Gecko Drwxr-xr-x -

Here’s a solid post (e.g., for a forum, documentation, or a team chat) explaining the drwxr-xr-x permissions you might see for a directory related to Gecko (the browser engine behind Firefox).


Title: Understanding drwxr-xr-x for Gecko Engine Build/Config Directories

Post:

If you’ve been working with Gecko (Firefox’s rendering engine) source code or profiles, you’ve likely run into a directory listing like this:

drwxr-xr-x  6 user  staff   192 Apr 13 10:00 gecko

Here’s what each part means — and why it matters for Gecko work. gecko drwxr-xr-x

3. Group Permissions: r-x

Users in the group assigned to gecko have:

Scenario 2: Debugging Sandbox Permissions

Firefox uses sandboxing to isolate Gecko rendering processes. On Linux, this uses namespaces and seccomp-bpf. When a Gecko process crashes, it might dump a stack trace containing:

Failed to open /proc/self/ns/net: Permission denied drwxr-xr-x?

Here, drwxr-xr-x is the expected permission of a namespace directory that the Gecko sandbox failed to access.

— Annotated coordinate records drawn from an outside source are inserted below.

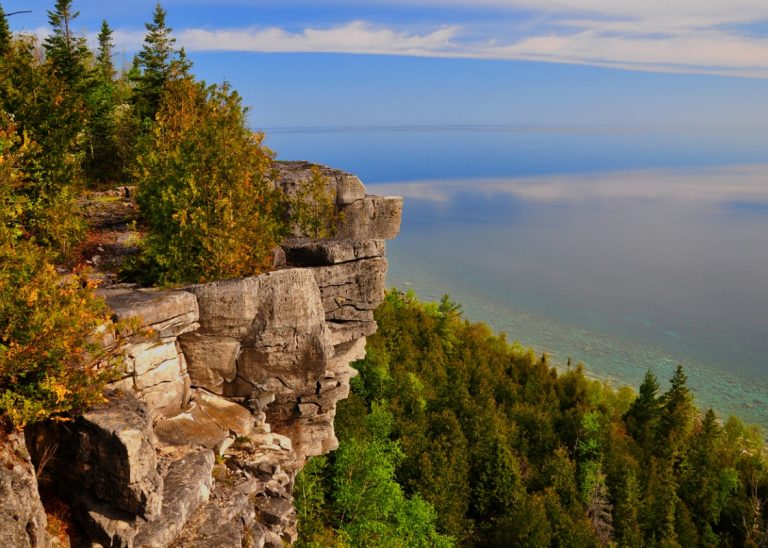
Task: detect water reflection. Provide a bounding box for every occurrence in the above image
[369,164,768,425]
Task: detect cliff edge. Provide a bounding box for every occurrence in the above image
[0,162,402,548]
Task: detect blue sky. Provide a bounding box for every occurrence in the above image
[2,0,768,128]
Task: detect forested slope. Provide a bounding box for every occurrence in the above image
[296,291,768,547]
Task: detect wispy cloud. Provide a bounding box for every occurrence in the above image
[164,19,768,78]
[179,21,458,56]
[27,0,768,78]
[369,164,768,206]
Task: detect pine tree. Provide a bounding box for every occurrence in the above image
[624,370,661,448]
[134,1,191,120]
[0,5,12,56]
[43,0,90,86]
[96,20,115,82]
[658,365,696,457]
[85,21,125,182]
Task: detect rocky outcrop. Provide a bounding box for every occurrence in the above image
[10,162,402,548]
[0,432,51,548]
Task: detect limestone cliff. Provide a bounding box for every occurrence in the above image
[9,162,402,547]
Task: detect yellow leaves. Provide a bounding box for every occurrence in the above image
[27,289,39,306]
[51,382,72,403]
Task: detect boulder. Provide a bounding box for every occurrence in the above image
[97,289,198,337]
[155,390,254,449]
[336,196,403,240]
[274,161,365,206]
[28,392,163,519]
[188,268,333,397]
[134,450,214,548]
[283,238,385,266]
[179,333,240,394]
[0,432,51,548]
[312,257,387,322]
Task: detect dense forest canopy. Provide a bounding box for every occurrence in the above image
[0,0,330,427]
[296,291,768,548]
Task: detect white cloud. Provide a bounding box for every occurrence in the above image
[165,17,768,78]
[369,164,768,205]
[178,21,457,56]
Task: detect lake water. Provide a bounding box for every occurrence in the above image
[267,127,768,427]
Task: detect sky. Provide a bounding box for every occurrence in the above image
[2,0,768,130]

Symbolic to Numeric (Octal) Conversion

rwx = 7, r-x = 5
So drwxr-xr-x = 755 in octal mode. Here’s a solid post (e

You can set this explicitly with:

chmod 755 gecko

2.4 Custom Compilation of Firefox

If you compile Firefox from source (Mozilla’s own build system), you’ll often see a obj-* directory containing stage folders like:

drwxr-xr-x 15 user user 4096 Jan 01 12:00 gecko

That directory holds object files, JavaScript engine components, and layout engine code.


Conclusion

The phrase “gecko drwxr-xr-x” is not a random string of characters. It describes a directory named “gecko” (related to Mozilla’s browser engine) with a standard permission set of 755 – readable and traversable by all, but writable only by its owner. Here’s what each part means — and why

Whether you’re a system admin troubleshooting Firefox, a developer debugging GeckoDriver, or a curious Linux user, understanding this combination helps you:

Next time you run ls -l and see that familiar drwxr-xr-x next to a “gecko” folder, you’ll know exactly what you’re looking at – a well-behaved browser engine directory, clinging stubbornly to your filesystem.


Have you encountered a “gecko” directory with unexpected permissions? Run ls -ld $(find / -name gecko -type d 2>/dev/null) and check for anomalies. When in doubt, leave it as drwxr-xr-x.